Actual generated documentation can be another thing provided by Code Contracts, which is one of the bullets Microsoft has used as a selling point for contracts. I find the above split between highly reusable code and less reusable code to be applicable here to. I find this kind of documentation beneficial for highly reusable code, and less so otherwise. I feel the same way about XML documentation as used provided as input to tools like Sandcastle. When I am writing reusable code I try to write useful XML documentation but when I am not, I abhor writing code with it. I find it just clutters the code and too often I fall into the trap of not always writing comments that are truly meaningful. It can be too easy to rely on GhostDoc, wonderful tool that is, to provide documentation with zero value added. At the moment, the stable Sandcastle release doesn’t support processing code contract documentation. The Sandcastle project has a patch to support this, but I failed to get that working, and rolled back to the stable release.

Writing code that utilizes contracts leads one to a more functional approach, rather than an OO one.
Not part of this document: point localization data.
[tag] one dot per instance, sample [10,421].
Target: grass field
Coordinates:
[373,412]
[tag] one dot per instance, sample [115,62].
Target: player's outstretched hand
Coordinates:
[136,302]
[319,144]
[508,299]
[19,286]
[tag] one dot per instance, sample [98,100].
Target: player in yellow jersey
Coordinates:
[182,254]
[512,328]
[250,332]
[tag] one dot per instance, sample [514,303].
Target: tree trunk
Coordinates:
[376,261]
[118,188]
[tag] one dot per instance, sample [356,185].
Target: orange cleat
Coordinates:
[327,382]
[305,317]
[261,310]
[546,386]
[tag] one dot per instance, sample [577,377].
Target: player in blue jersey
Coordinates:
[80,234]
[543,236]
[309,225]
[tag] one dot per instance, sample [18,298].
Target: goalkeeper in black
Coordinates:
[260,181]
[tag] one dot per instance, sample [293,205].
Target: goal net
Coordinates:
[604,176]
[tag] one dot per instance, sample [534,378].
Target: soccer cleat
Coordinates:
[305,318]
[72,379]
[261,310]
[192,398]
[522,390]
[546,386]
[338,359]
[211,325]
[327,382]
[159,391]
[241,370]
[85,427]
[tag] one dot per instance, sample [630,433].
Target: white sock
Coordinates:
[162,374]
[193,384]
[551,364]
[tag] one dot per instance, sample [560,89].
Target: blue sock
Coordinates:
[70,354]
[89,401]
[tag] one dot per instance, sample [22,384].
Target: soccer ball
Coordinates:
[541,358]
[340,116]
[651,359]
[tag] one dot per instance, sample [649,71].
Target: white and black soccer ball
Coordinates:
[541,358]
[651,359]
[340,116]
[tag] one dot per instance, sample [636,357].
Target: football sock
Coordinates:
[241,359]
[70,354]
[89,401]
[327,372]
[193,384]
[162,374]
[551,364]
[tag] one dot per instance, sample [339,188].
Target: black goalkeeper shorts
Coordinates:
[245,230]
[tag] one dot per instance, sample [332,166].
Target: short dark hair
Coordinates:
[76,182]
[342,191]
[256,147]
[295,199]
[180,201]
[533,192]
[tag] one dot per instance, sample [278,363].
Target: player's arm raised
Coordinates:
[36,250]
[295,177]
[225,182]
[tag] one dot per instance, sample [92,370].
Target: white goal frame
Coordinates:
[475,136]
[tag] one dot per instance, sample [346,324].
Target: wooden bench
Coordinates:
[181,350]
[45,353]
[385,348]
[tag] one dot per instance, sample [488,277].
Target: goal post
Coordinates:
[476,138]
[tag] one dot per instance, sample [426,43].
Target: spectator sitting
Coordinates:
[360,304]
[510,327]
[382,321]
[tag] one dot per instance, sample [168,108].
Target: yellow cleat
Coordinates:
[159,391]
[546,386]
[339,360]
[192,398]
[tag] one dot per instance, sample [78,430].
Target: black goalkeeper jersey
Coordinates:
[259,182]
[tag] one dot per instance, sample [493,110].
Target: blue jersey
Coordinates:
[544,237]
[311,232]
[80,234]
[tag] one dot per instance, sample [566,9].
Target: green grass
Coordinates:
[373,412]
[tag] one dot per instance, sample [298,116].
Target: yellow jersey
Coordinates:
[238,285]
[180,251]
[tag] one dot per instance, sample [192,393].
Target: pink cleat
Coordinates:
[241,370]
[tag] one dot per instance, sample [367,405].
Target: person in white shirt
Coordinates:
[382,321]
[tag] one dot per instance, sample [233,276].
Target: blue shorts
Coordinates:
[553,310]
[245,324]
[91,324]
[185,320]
My experience with pre and post conditions was more immediately fruitful than my use of object invariants. When I focused on not having side effects and not storing state in objects, that is the scenario where pre and post conditions are valid. Any possibility of side effects limits or eliminates the applicability of this variety of contracts. In my example earlier in this post, a scenario where I relied on a sequence of method calls being made relies on object state to work, and is beyond the scope of where contracts can help, at least today’s version of contracts. In the much smaller time I have played with object invariants, I didn’t get static analysis findings that I had hoped for. It is quite possible that this just requires more effort on my part to obtain benefit there. Interestingly, although I see contracts being awesome for functional programming, it seems like the current state of f# support may be lacking as this blog post suggests.
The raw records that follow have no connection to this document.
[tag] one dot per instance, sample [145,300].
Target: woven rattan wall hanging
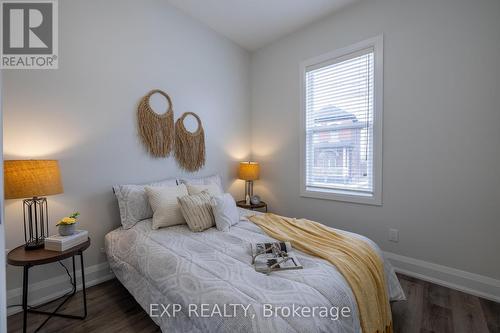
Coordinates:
[189,146]
[156,130]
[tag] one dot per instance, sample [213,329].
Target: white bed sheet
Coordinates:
[176,266]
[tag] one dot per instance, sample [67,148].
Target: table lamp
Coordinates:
[249,171]
[33,179]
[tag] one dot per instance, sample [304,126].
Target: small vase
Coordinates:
[67,229]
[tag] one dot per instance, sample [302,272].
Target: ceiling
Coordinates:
[255,23]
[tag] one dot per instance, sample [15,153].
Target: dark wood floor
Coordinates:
[429,308]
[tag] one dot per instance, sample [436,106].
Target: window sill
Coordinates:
[343,196]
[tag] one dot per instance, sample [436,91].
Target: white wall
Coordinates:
[84,114]
[441,158]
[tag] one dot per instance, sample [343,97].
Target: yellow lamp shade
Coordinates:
[31,178]
[249,171]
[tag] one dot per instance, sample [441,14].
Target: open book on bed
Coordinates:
[276,256]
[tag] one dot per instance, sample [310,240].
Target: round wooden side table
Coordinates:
[29,258]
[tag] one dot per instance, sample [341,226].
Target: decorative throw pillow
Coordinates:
[214,179]
[226,213]
[163,201]
[133,201]
[212,189]
[197,211]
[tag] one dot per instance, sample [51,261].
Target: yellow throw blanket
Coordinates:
[355,259]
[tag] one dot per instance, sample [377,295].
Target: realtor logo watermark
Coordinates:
[29,34]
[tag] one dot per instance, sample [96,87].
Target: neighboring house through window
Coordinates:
[341,146]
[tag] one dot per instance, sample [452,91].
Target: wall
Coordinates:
[84,114]
[441,128]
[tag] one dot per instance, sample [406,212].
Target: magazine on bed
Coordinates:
[277,256]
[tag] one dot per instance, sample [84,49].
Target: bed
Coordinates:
[211,270]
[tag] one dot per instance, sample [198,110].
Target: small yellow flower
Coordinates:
[68,220]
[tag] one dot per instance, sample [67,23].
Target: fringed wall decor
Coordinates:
[156,130]
[189,146]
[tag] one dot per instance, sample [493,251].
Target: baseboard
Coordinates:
[50,289]
[471,283]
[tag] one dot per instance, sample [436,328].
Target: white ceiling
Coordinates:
[255,23]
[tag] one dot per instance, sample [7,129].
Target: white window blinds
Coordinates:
[339,121]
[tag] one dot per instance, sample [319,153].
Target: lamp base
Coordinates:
[36,226]
[35,244]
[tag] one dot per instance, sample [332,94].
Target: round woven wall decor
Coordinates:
[156,130]
[189,146]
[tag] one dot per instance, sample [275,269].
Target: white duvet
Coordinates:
[204,282]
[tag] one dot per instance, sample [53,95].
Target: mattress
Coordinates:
[204,282]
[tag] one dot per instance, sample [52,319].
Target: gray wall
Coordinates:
[83,114]
[441,158]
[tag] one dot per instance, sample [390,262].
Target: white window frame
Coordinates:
[374,198]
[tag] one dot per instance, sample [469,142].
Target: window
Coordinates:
[342,124]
I have found myself deciding what classes go in what assemblies partly based on whether I am using contracts. Code contracts can provide a lot of data to either treat as warnings or errors. Employing implicit non null checking for example, means that calling code will need to do a LOT of error handling. In a less reusable scenario, it can be convenient to have null checking done by the called code in one place, rather than in each piece of calling code. In such a scenario, I would still check for contract usage based on other assemblies, I would just not create contracts for the classes within this assembly.

To get serious with Code Contract usage requires dealing with a large volume of warnings. Unless you are in a situation where 100% compliance is pursued, there will be warnings that you’d like to disregard. Code Contracts attempts to deal with this through using baseline files. These represent a list of warnings previously observed to be disregarded. I didn’t spent much time trying to use this feature but when I tried I couldn’t get it to work. Another option available is using the ContractVerification attribute to allow classes, methods, or even assemblies to selectively be ignored or verified.

Code Contracts is a really compelling feature. At this time, provided my employer has the license for static analysis, I will continue to use Code Contracts for high reuse code. Since I only have professional at home, my side projects will go without Code Contracts. Until Microsoft decides when and how to fully include Code Contract support within Visual Studio, I am leery of an “all-in” Code Contract usage for a team.